I followed the routes I have followed on previous trips, but took a number of different backroads. I also took some previously traveled roads, but traveled them a bit farther. Our wanderings were rewarded by some great reptile finds, including a beautiful little collared lizard with bright red rings around his neck and red hashmarks on his sides. There were a fair number of desert wildflowers still blooming here and there, although the main explosion has long since passed.



I took Glenn a ways south of Denio Junction to park near a lonely rock outcropping at sunset. The soft, copper color that flooded the desert as the sun dropped below the horizon was beyond description.
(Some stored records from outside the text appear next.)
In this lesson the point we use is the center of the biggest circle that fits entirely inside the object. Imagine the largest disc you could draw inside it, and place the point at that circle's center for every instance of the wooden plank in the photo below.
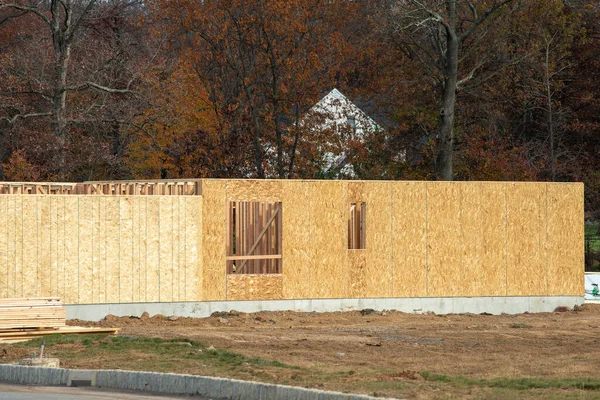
(135, 247)
(328, 240)
(99, 239)
(112, 237)
(153, 249)
(253, 190)
(53, 254)
(565, 239)
(61, 246)
(410, 239)
(142, 248)
(295, 240)
(166, 249)
(527, 270)
(255, 257)
(493, 223)
(4, 266)
(86, 248)
(375, 277)
(126, 249)
(11, 222)
(30, 268)
(472, 268)
(257, 240)
(214, 208)
(71, 216)
(444, 239)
The rocks and the desert seemed to glow with a light from within as the sounds of birds were soft upon our ears like a sweet symphony. God how I love this land.
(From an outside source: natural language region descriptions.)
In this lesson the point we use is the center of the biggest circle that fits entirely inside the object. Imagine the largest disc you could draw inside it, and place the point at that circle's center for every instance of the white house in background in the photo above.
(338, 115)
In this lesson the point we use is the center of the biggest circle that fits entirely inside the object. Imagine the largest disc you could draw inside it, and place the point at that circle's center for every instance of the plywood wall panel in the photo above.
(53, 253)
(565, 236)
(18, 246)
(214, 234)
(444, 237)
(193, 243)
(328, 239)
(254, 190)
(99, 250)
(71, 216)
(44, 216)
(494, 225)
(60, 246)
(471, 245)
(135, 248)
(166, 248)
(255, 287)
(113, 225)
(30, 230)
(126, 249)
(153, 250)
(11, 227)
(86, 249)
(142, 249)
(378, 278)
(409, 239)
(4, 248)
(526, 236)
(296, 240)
With the light of the setting sun still on the tops of the Trout Creek Mountains, we returned to the little cluster of buildings that is Denio Junction. The bar was open and the occupants friendly. Several cowboys came riding out of the desert, each with his own beat up old truck and a dog in back. They had all been riding for a week or two on horseback, camping and tending cattle in the Trout Creek Range. These guys were the real McCoy, just as genuine as if they had stepped out of the western wilderness of 1850.
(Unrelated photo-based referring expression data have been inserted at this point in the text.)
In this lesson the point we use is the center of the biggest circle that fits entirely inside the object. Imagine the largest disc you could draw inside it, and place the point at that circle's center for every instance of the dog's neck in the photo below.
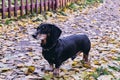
(50, 44)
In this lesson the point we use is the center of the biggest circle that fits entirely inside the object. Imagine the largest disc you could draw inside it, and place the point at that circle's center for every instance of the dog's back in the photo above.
(71, 45)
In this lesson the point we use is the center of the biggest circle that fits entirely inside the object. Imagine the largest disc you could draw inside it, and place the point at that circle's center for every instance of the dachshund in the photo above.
(57, 50)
Looking around at the vast remote wilderness around us as we drank beer around an outside picnic table in front of the bar/store/restaurant/gas station,motel, I got to thinking that for these leather-faced, wind-burned cowboys, not much was different out here from 1850. Their trucks are parked most of the time and they spend most of their lives in a saddle, far from highways and cars. We got to talking to these fellows and they were friendly as could be. They were just like people that Will Rogers would have written about. One paper-thin cowboy with piercing blue eyes looked like he was about 55, but was probably closer to 35. He asked me why I was there. I told him that I am an amateur naturalist and photographer, that I like hiking in the desert and exploring. He looked deeply at me and drawled, "Are yew a dem oh crat?" Ha ha ha.




We enjoyed the incredible colors of the desert evenglow as the first stars came out. The lady in the bar came out to tell one of the cowboys that he had a phone call. He came back out with a shocked countenance. One of their friends had been seriously injured in an accident and flown to Portland with a broken back and broken neck. In seconds all four or five of these guys were sobbing like babies. It was both touching and a bit embarassing.

When everyone else had left and the night settled in, Glenn and I strolled along the highway with headlamps, in a search for critters. Overhead the stars were so thick that the entire sky seemed to turn milky white if you stared at it long enough. I have never seen another place that close to Oregon (one mile from the border) with such a clear night sky. Even places I had been to in the high Cascades at night could not compare. Denio Junction is a stargazer's paradise.